How mRNA technology changed the way the Coronavirus vaccine developed?

How mRNA technology changed the developing Coronavirus vaccine?

mRNA technology changed the developing Coronavirus vaccine. Just two days; that’s how long it took Moderna’s teams to design their coronavirus vaccine, and since the figure was revealed in a New York Times report it has not ceased to amaze. No wonder: We are talking about one of the most important technological developments of the decade, a key step for what could be one of the great milestones in the history of science and it was done in only 48 hours. How did they do it?

Welcome to the world of mRNA technology

These vaccines are based on messenger RNA. The mRNA is a piece of ribonucleic acid that carries information about the amino acid sequence of a particular protein from the DNA, where all that information is stored, to the ribosome, the place in the cell where the different proteins are synthesized. To draw a parallel: the mRNA would be the ‘pendrive’ used by the cells to transfer the information from the computer (DNA) to the printer (ribosome).

As our ability to produce synthetic RNA improved, scientists wondered whether we could “switch” the cell with a pendrive made by us. That is if we could “infiltrate” a ribonucleic acid chain and trick the ribosomes into producing the proteins we wanted. This was first achieved in mice in the laboratories of the University of Wisconsin in 1990.

It opened the door to using our own body to make “antibodies to vaccinate against infection, enzymes to reverse rare diseases, or growth agents to repair damaged heart tissue. However, putting the idea into practice was much more difficult than it seemed. After all, we can’t go cell by cell in the body injecting the synthetic RNA to make whatever we want, and pouring large amounts of that RNA into the bloodstream could trigger a massive and very dangerous immune response.

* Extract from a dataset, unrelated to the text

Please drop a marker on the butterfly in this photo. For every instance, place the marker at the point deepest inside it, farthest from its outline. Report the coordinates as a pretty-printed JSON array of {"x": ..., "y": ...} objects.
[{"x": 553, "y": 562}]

In 2005, Katalin Karikó and Drew Weissman discovered a way to “mask” RNA from the immune system. Thus, the synthetic instructions could travel through the body and into the cells without producing immune reactions. Two of the most successful vaccines against coronavirus are working on this patent: Moderna’s and Pfizer‘s.

How to easily program a vaccine?

When Moderna emerged, researchers were just looking for a quick way to reprogram adult cells and turn them into stem cells. But they soon realized that they had a much more powerful tool at hand. The problem now is that they had too many possibilities. Suddenly, they had the power to program the molecular machinery of cells; however, there was everything to be done.

And that, in an industry such as biotechnology, which has a very long history, was a huge problem. It wouldn’t be the first time that a company began to develop a successful technology and went bankrupt before it could see it become a reality. So, when they got to work they did what every computer scientist would do in the face of a new programming language: a library.

That is, they created a set of “coded functional implementations” that would allow them to write and design small genomic programs (the synthetic mRNA) quickly and easily. This required knowing how ribosomes read and synthesize proteins; learning the “machine language” of mRNA, and finding a way to write the instructions we want and “compile” them into synthetic RNA.

They did it, and the best example is their coronavirus vaccine. On January 10, 2020, the first sequencing of the SARS-CoV-2 genome was made publicly available and the description of the spike protein was already there. Due to its particular characteristics, that protein would be the target of the vaccine: if they could get the cells to produce it, the immune system could identify it and generate immunity.

Moderna “alone” had to get to work. And, as I said in the introduction, it took two days to design the RNA instruction that would make the cells produce the coronavirus spike protein. The most difficult part remained, the one that has occupied them for the rest of the year: to check that this small “masked” mRNA program could be administered safely and effectively. And precisely because of this, it goes far beyond the coronavirus. If they succeed, they will be testing the power of a system that can change medicine as we know it.